Le déficit répété des comptes a toutefois obligé les gouvernements à composer avec la réalité et à céder sur le principe : augmentation des cotisations, introduction ou majoration des tickets modérateurs ouvrant la porte aux assurances privées, création du secteur à honoraires libres, sont autant de mesures qui, au fil du temps, sont venues porter de graves attaques à l’ambition initiale d’une égalité d’accès à des soins de qualité. Il est vrai que cette dérive reste corrigée dans certaines limites par des mesures telles que l’exonération du ticket modérateur pour les soins longs et coûteux et l’aide médicale gratuite pour ceux qui ne pouvaient s’offrir une assurance privée pour financer le ticket modérateur. Mais il est incontestable que, de ce point de vue, nous ne pouvons que tomber d’accord avec le fait que l’expansion indéfinie des dépenses de santé réalise bien une menace pour la survie de ce que la Sécurité sociale avait de spécifique par comparaison avec les systèmes de protection sociale étrangers.

Observons cependant ceci : si les aléas de l’économie ont contraint à céder sur le principe de l’égalité d’accès aux soins, ils n’ont pour autant jamais jusqu’ici amené à transiger sur la qualité des soins.

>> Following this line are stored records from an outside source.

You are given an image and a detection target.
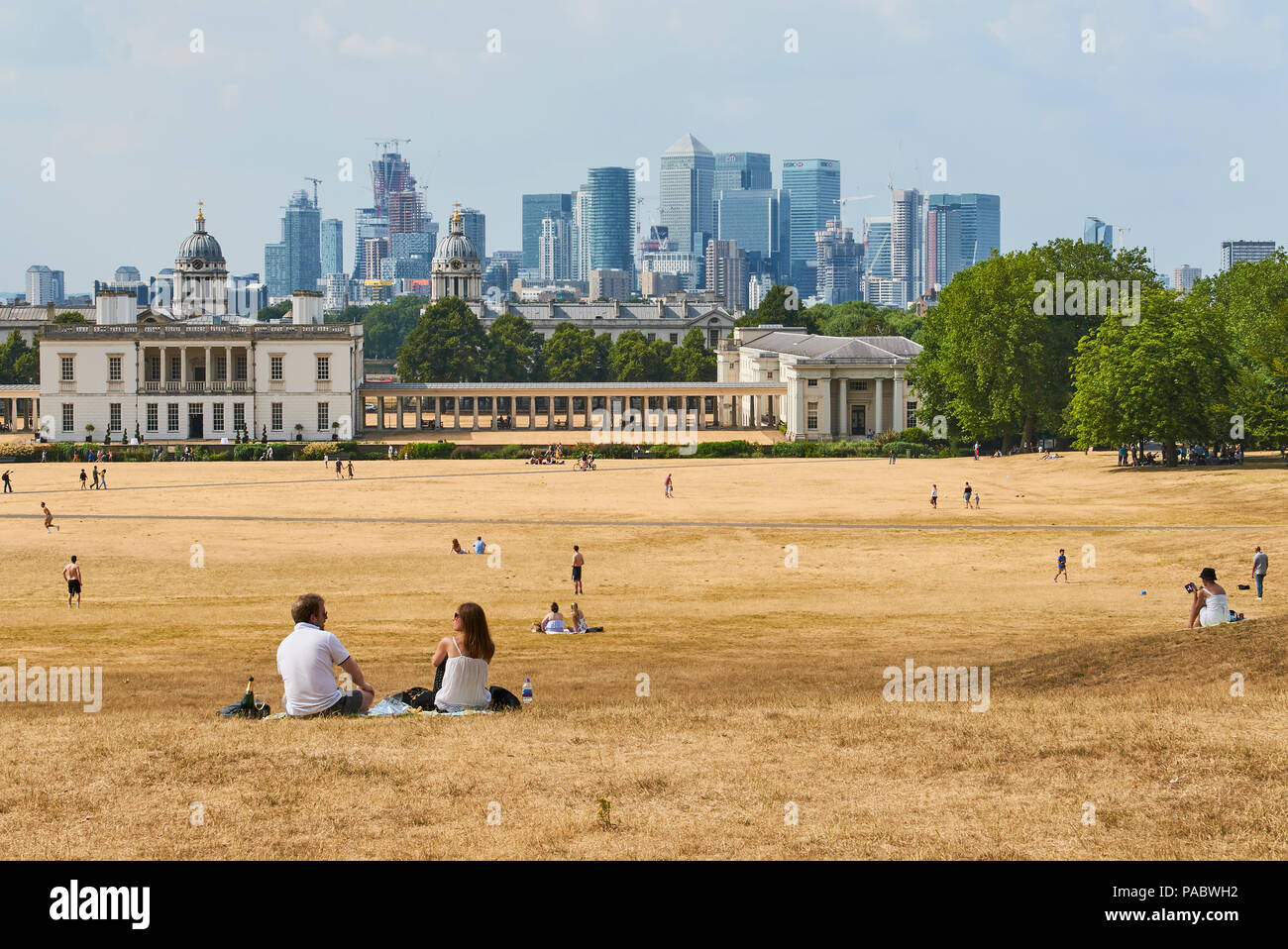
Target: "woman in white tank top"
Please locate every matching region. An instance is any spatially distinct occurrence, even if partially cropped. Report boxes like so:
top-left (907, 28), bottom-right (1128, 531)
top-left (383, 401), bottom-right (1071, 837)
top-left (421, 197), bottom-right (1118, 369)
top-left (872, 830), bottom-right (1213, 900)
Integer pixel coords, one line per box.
top-left (434, 602), bottom-right (496, 712)
top-left (1190, 567), bottom-right (1231, 630)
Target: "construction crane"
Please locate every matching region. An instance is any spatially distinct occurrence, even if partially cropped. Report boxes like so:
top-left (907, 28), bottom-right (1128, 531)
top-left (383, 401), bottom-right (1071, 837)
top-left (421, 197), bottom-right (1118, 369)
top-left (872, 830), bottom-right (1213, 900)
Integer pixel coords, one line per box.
top-left (832, 194), bottom-right (876, 227)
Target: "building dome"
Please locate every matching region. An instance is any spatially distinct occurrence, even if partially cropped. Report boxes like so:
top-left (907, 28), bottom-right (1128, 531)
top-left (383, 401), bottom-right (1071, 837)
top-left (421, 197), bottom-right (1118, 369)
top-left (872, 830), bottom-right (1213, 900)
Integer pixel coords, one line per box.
top-left (430, 210), bottom-right (480, 267)
top-left (175, 205), bottom-right (224, 264)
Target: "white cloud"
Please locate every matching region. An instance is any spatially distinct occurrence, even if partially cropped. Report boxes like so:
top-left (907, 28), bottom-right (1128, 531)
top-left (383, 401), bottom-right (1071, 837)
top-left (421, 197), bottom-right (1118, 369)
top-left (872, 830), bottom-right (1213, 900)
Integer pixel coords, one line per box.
top-left (340, 34), bottom-right (421, 59)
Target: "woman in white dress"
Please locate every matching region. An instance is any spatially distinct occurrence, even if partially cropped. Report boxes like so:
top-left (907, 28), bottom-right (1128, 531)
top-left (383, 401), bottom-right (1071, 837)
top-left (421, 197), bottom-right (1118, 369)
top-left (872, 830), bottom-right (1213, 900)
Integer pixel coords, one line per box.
top-left (1189, 567), bottom-right (1231, 630)
top-left (433, 602), bottom-right (496, 712)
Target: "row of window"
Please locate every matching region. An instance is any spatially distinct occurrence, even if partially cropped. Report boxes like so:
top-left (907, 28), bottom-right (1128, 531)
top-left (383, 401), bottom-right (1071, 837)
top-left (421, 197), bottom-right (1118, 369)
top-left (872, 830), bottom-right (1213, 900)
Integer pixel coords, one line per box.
top-left (58, 353), bottom-right (332, 382)
top-left (63, 402), bottom-right (331, 434)
top-left (805, 402), bottom-right (917, 431)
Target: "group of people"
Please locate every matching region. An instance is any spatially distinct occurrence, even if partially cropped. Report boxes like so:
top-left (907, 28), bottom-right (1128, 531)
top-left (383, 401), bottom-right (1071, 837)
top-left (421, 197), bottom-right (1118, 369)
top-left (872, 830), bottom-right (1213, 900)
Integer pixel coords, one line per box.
top-left (81, 465), bottom-right (107, 490)
top-left (277, 593), bottom-right (496, 718)
top-left (322, 455), bottom-right (353, 481)
top-left (525, 442), bottom-right (564, 465)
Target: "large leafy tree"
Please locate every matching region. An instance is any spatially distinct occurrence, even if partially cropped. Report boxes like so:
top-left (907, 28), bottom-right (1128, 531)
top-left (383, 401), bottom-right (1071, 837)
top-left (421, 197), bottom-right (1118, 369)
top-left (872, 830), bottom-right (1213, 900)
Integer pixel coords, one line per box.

Mais que prétend-on nous faire croire quand on affirme que seule la maîtrise comptable pourrait assurer la survie de la Sécurité sociale et de ses principes (ou de ce qu’il en reste)? Ne la transforme-t-on pas ipso facto en un simple fond d’État, un " National Health Service ", probablement insuffisant à rembourser l’intégralité des soins puisqu’il n’est tenu aucun compte des besoins, aggravant le caractère inégalitaire du système en élargissant mécaniquement le champ des assurances privées pour couvrir les besoins sanitaires non budgétisés mais, surtout, cédant cette fois non plus seulement sur l’égalité d’accès aux soins mais aussi sur la qualité ? Car tout le problème, et tout le débat, est là : peut on sérieusement prétendre rationaliser l’organisation des soins pour permettre une diminution des dépenses qui soit compatible à qualité constante avec la maîtrise comptable ? Si oui, la maîtrise comptable est effectivement un moyen de défendre la Sécurité sociale, sinon la maîtrise comptable est le moyen de supprimer ce qui reste de son originalité et de sa spécificité pour la transformer en un banal système de protection sociale sur le modèle international des " National Health Services "…

Conclusion

Si un dialogue longtemps attendu semble donc se renouer avec les pouvoirs publics, sur quelles bases va-t-il s’ouvrir? Sera-t-il l’occasion de clarifier – et s’il se peut de faire enfin entendre – les propositions que les médecins présentent aux pouvoirs publics depuis des années ou bien resterons-nous verrouillés dans l’incompréhension dans laquelle nous nous débattons, en particulier depuis 1995, boucs émissaires désignés d’une augmentation des dépenses de santé dont personne dans la sphère politique ne semble plus avoir le courage de dire qu’elle est pourtant inévitable à moins de rationner les soins, qualitativement et quantitativement ?

Nous n’aurons sans doute pas longtemps à attendre pour savoir quelle tournure prendra ce dialogue car le gouvernement est pressé et a déjà fait savoir qu’il ne donnait que quelques mois à la profession pour trouver un accord.